To investigate whether acute HBV infection could affect the phenotype of CD4+CXCR5+ T cells, the frequency and function-related molecules of CD4+CXCR5+ T cells in the livers, spleens and peripheral blood of the mice before and after transfection were characterized. The difference of the frequencies of intrahepatic CD4+ T cells between two groups was not significant (Figure 2A). However, on days 1 and 4, the frequencies of intrahepatic CD4+CXCR5+ T cells in CD4+ T cells were higher in mice transfected with pCDNA3.1-HBV1.3 than those in mice transfected with pCDNA3.1 (Figure 2B and Figure 2E). Notably, the frequency of PD-1+ cells in intrahepatic CD4+CXCR5+ T cells in the pCDNA3.1-HBV1.3 group were significantly lower than that in the pCDNA3.1 group on days 1, 4 and 7 (Figure 2C and Figure 2E). On the contrary, the frequency of ICOS+ cells in intrahepatic CD4+CXCR5+ T cells was significantly increased on days 1, 4 and 7 in the pCDNA3.1-HBV1.3 group compared with that in the pCDNA3.1 group (Figure 2D and Figure 2E). It is interesting to note that the difference of the frequencies of CD4+ T cells, the percentages of CXCR5+ cells in CD4+ T cells or the percentages of PD-1 + and ICOS + cells in CD4+CXCR5+ T cells in the spleens of the mice between the two groups were not significant (Figure2F-2I). Furthermore, no significant differences were observed in the frequencies of CD4+ T cells, the percentages of CXCR5+ cells in CD4+ T cells and the percentages of PD-1+ cells in CD4+CXCR5+ T cells in the peripheral blood of the mice between the two groups (Figure 2J - 2L). But on days 4, the percentage of ICOS+ cells in CD4+CXCR5+ T cells was significantly higher in the pCDNA3.1-HBV1.3 group than that in the pCDNA3.1 group (Figure 2M). These results indicated that CD4+CXCR5+ T cells and their activation were involved in the intrahepatic immune response of viral clearance during acute HBV infection.

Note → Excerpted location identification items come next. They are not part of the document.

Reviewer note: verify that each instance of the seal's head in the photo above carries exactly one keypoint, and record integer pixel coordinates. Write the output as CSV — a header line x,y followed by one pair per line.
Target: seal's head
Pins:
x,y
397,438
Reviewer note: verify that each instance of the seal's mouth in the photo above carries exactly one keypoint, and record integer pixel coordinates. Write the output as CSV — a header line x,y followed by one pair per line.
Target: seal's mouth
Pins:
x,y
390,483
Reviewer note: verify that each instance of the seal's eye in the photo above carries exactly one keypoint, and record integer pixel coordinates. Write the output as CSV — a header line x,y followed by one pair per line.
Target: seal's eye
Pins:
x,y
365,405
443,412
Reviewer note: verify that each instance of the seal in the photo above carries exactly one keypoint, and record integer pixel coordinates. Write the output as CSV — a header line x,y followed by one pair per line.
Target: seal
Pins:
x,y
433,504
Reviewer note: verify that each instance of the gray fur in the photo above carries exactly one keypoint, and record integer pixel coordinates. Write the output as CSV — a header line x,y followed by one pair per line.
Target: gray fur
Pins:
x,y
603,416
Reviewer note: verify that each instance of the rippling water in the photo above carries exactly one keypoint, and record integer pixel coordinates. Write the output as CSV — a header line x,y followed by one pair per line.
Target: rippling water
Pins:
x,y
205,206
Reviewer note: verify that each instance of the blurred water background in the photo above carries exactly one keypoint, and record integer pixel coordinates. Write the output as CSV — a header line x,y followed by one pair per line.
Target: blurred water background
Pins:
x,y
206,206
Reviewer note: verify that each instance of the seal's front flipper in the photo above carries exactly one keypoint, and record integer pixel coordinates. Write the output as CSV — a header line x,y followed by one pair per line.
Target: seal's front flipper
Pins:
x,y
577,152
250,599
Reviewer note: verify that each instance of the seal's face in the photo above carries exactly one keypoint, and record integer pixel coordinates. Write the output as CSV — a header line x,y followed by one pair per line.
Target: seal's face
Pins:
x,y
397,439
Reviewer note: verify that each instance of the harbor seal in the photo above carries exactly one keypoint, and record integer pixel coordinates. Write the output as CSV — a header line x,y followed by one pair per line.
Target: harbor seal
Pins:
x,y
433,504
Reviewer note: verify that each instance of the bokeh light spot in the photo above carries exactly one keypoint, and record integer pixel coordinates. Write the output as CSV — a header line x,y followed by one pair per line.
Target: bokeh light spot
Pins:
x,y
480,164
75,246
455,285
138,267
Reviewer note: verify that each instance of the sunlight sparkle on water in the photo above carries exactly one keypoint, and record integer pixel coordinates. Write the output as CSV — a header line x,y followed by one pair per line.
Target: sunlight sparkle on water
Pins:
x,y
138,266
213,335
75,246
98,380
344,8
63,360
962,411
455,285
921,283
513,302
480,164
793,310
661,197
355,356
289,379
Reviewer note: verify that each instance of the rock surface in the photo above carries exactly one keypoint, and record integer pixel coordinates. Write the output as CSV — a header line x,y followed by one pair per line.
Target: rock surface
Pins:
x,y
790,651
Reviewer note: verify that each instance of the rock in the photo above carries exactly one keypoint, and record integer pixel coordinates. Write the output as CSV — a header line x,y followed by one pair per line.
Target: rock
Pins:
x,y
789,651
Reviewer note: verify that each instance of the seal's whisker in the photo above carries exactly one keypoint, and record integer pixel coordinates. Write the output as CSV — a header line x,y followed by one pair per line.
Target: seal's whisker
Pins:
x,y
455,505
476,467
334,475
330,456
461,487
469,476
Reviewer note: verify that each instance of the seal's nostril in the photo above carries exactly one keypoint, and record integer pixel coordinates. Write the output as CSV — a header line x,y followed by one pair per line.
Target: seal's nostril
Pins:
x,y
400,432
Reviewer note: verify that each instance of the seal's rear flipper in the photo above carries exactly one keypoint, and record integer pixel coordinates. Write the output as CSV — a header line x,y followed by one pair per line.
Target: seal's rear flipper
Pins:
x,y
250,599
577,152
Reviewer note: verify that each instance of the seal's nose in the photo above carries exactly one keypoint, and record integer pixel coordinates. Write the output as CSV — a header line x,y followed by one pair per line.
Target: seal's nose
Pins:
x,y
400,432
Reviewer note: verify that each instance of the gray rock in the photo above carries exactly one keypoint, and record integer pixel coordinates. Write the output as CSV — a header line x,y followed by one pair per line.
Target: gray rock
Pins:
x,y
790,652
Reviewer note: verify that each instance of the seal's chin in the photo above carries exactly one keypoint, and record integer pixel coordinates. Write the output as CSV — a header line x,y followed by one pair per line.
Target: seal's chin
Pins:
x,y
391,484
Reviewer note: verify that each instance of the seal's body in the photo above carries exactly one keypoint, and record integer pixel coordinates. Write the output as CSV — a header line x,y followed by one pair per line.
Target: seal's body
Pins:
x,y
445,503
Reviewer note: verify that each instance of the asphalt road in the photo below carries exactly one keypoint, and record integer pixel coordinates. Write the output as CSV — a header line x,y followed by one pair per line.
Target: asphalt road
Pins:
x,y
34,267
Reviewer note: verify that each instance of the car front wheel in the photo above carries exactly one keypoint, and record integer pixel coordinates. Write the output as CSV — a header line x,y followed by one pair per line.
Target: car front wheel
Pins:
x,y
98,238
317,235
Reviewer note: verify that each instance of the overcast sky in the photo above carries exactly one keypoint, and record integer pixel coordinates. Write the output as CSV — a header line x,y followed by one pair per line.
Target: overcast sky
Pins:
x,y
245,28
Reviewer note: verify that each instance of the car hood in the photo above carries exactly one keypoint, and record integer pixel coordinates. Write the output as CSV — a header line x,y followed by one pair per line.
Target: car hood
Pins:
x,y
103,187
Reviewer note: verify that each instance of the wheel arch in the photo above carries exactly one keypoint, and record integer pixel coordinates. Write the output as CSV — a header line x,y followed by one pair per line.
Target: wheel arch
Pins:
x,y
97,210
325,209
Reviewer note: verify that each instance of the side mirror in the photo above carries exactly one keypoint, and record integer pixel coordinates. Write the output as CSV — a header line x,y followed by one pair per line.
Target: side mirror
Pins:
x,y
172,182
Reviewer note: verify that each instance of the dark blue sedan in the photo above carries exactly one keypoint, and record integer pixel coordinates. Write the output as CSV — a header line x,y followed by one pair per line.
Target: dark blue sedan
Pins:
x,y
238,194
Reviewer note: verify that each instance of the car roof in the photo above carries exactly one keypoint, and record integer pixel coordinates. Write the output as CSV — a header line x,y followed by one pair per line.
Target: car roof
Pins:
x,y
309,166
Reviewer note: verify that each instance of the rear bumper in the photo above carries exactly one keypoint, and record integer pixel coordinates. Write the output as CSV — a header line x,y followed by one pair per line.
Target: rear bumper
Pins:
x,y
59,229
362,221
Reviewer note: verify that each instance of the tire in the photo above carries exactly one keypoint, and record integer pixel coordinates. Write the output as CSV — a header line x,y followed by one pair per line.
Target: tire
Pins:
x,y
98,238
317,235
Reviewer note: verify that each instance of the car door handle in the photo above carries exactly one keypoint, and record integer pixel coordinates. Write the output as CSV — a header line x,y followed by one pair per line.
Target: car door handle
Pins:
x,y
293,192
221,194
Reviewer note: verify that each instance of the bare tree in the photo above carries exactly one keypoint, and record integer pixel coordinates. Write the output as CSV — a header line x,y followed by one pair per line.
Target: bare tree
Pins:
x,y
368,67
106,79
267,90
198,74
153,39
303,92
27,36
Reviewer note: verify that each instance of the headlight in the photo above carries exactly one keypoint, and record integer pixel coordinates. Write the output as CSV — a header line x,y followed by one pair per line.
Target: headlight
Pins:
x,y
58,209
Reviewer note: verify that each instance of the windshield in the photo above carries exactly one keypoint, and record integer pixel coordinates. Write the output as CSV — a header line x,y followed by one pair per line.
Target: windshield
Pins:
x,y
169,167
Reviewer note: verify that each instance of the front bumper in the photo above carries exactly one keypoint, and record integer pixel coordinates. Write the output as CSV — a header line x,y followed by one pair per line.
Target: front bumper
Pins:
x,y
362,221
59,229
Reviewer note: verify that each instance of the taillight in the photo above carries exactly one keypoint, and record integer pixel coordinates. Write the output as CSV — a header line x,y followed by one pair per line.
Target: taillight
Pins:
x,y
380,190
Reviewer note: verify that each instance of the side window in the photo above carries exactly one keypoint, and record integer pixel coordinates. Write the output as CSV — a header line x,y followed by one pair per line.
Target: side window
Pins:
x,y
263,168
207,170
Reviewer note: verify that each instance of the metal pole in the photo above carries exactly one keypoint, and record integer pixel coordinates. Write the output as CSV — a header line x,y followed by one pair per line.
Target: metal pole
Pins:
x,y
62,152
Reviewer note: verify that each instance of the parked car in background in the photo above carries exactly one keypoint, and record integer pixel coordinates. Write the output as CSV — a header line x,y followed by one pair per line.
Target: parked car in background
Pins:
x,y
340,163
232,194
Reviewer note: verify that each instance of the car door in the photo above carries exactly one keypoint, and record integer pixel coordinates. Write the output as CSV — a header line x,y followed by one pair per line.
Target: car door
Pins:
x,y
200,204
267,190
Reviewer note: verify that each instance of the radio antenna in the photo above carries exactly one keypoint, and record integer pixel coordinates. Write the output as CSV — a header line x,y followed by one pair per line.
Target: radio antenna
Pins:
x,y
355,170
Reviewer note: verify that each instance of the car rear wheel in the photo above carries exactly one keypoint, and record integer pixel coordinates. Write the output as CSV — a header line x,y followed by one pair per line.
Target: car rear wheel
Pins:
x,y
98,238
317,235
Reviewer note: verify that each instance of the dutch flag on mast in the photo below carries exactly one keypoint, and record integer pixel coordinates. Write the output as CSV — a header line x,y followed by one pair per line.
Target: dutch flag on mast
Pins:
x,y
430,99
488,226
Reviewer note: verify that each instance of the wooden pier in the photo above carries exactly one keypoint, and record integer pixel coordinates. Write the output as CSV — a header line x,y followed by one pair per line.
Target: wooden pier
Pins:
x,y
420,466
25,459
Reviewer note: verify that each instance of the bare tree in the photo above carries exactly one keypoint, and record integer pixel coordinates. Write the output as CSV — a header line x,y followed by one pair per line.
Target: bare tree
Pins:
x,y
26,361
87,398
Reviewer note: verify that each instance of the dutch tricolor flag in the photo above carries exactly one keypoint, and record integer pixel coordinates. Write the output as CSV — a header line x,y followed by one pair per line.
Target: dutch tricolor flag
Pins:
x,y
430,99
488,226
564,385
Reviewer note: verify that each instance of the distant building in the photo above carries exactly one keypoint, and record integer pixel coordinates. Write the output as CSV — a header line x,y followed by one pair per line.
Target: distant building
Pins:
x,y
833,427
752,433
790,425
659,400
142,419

High expression of PDL-1, ICOSL and IL-21R on B cells in the livers of pCDNA3.1-HBV1.3-transfected mice

CD4+CXCR5+ T cells can promote B cell activation, expansion and differentiation through various means. To assess whether the phenotype of the B cells was affected during acute HBV infection, the frequencies and function-related molecules of B cells, including PDL-1, ICOSL, IL-21R, in B cells from livers, spleens and peripheral blood of the mice were analyzed using flow cytometry. Although no significant difference in the frequency of CD19+ B cells was found in the mice livers between the two groups (Figure 3A), the expression of PDL-1 on intrahepatic CD19+ B cells were increased on days 1 and 4 in the pCDNA3.1-HBV1.3 group compared with that in the pCDNA3.1 group (Figure 3B and Figure 3E). In addition, the frequency of ICOSL+CD19+ B cells (Figure 3C and Figure 3E) in the livers of mice transfected with the pCDNA3.1-HBV1.3 was significantly higher than that in the pCDNA3.1 group on day 1. Similarly, the expression of IL-21R in intrahepatic CD19+ B cells (Figure 3D and Figure 3E) of mice transfected with the pCDNA3.1-HBV1.3 was also significantly increased on days 1 and 4 than that in the mice transfected with pCDNA3.1. On the contrary, the frequency of CD19+ B cells, the expression of PDL-1, ICOSL and IL-21R on CD19+ B cells in the spleens and peripheral blood of the mice were not significantly different between the two groups (Figure 3F-3M). The results indicated that the activation of B cells were involved in the intrahepatic immune response of viral clearance during acute HBV infection.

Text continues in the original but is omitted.